Investir em jornadas que ajudem a nomear sentimentos, reconhecer limites e construir recursos internos para liderar com mais consciência é, hoje, o único caminho possível para que a liderança não adoeça por dentro enquanto tenta sustentar tudo por fora.
O novo líder
A figura do líder salvador, que responde a tudo e carrega o time nas costas, já não cabe no contexto atual. A nova liderança inspira pela presença, não pelo heroísmo. Começa no cuidado consigo, na coragem de admitir que não dá conta, na construção de uma rotina com pausas verdadeiras, escuta sensível e escolhas que respeitem o corpo, o tempo e os próprios limites.
A inspiração vem da autenticidade.

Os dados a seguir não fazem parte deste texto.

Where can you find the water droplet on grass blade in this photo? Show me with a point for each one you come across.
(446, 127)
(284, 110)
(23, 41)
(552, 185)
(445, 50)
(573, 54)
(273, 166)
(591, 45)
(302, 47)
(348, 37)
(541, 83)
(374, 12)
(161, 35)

Demonstrar vulnerabilidade com responsabilidade muda tudo: conversas que importam acontecem, conexões se aprofundam e os vínculos se fortalecem. É na autenticidade que o pertencimento acontece de forma genuína e a colaboração ganha vida e propósito. Nós não nos conectamos com processos. Nos conectamos com causas. Essa mudança de consciência pede um novo jeito de liderar.
Felizmente, o modelo de liderança “forte”, baseado em rigidez, autoridade e controle, está ficando para trás. Em seu lugar, emerge o líder corajoso, que se mostra imperfeito, aprende com os outros e toma decisões difíceis com humanidade. A liderança do futuro será feita de escuta, empatia, presença e abertura para múltiplas perspectivas. Não haverá mais espaço para o “solucionador de tudo”, nem para “líderes apaixonados pela própria voz”.
A escuta ativa, nesse processo, é uma das ferramentas mais potentes; contudo, uma das menos utilizadas. Em tempos de sobrecarga, pressão e automatização, escutar virou um ato quase revolucionário. Mas é pela escuta que vínculos se constroem, ideias ganham formas e os conflitos se transformam. Quando as pessoas se sentem ouvidas, o sentimento de pertencimento cresce, florescendo a confiança, o engajamento e o equilíbrio emocional das equipes.
É urgente reconhecer que o burnout de líderes não é apenas resultado de excesso de trabalho, mas também consequência de uma solidão estrutural, de expectativas irreais e da falta de espaço para ser humano em um cargo que, ironicamente, existe para servir humanos. A Organização Mundial da Saúde define burnout como exaustão crônica, desconexão emocional e queda de desempenho. Em meio a isso, muitos líderes, pressionados por três visões: a de não saber, não sentir e não precisar, seguem em silêncio.
Cuidar das equipes começa por cuidar de quem lidera, e isso exige uma redefinição profunda do que é liderar. Liderar com consciência não é ter todas as respostas, é sustentar o desconforto, encarar conversas difíceis e, acima de tudo, saber quando parar. O futuro da liderança é humano. Porque, sim, heróis cansam. Líderes também.